Abb. 7: Detailinformationen zur Green Controlling-Studie 2022 des ICV
2.5.1 Strategische Bedeutung der Nachhaltigkeit in Unternehmen
In den letzten Jahren wurde immer stärker von Unternehmen gefordert, Nachhaltigkeit als strategischen Faktor zu betrachten und in das Zentrum der Geschäftsstrategie zu stellen. Dabei stellt sich die Frage, wo Unternehmen hierbei stehen. Die Ergebnisse der Studie zeigen, dass der heutige Erfüllungsgrad im Hinblick auf nachhaltig gestaltete Wertschöpfungsketten schon relativ fortgeschritten ist (vgl. Abb. 8). 43 % der Befragten sehen ihre Unternehmen in diesem Bereich schon als gut aufgestellt an, 7 % sogar als sehr gut. Fortgeschrittene Erfüllungsgrade sind auch bei den Themen "Umweltfreundliche Produkte entwickeln" (51 % der Befragten stimmen diesbezüglich zu oder voll und ganz zu), "Neue Geschäftsmodelle einführen" (51 % der Befragten stimmen diesbezüglich zu oder voll und ganz zu) und "Neue Märkte schaffen" (47 % der Befragten stimmen diesbezüglich zu oder voll und ganz zu) erkennbar. Es geht also zunehmend nicht mehr nur darum, ökologische Standards zu erfüllen bzw. ggf. auch zu übertreffen, sondern durch eine stärkere Berücksichtigung von Nachhaltigkeit auf strategischer Ebene auch umsatz- und marktanteilsbezogene Potenziale für die Unternehmen zu erschließen. Bemerkenswert dabei ist, dass die zukünftige Bedeutung durch die Befragungsteilnehmer noch deutlich höher eingeschätzt wird als der aktuelle Erfüllungsgrad. Nachhaltigkeit hat sich – so lässt sich schlussfolgern – mittlerweile als fester Bestandteil der strategischen Agenda von Unternehmen etabliert.

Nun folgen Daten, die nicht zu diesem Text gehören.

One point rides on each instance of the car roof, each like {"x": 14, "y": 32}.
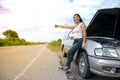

Abb. 8: Heutiger Erfüllungsgrad der Nachhaltigkeit in den Unternehmen
2.5.2 Berücksichtigung von Nachhaltigkeit in Prozessen und Instrumenten
Sobald Nachhaltigkeit als strategische Aufgabe betrachtet wird, sind Unternehmen auch angehalten Nachhaltigkeitsaspekte systematisch in ihren Prozessen und Instrumenten zu berücksichtigen. Hier zeigen die Ergebnisse der Umfrage, dass Nachhaltigkeitsaspekte aktuell vor allem in der strategischen Planung berücksichtigt werden. 31 % der Befragten sehen dies in eher hohem Ausmaß und sogar 12 % in sehr hohem Ausmaß in der strategischen Planung als gegeben an. Datenmanagement hingegen bezieht trotz Einstufung als wichtiger Controllingprozess laut Heat Map in Abb. 5 mit 17 % noch nicht ausreichend Nachhaltigkeitsaspekte ein, während Management Reporting und Investitionscontrolling mit 26 % bzw. 29 % ebenfalls Verbesserungspotenzial aufweisen. Was die Integration von Nachhaltigkeitsaspekten in die Prozesse des Controllings anbelangt, zeigt sich also insgesamt ein deutlicher Nachholbedarf. Die Ergebnisse machen deutlich, dass Nachhaltigkeitsaspekte eher noch in geringem oder keinem Ausmaß in die verschiedenen Controlling-Prozesse integriert sind (vgl. Abb. 9).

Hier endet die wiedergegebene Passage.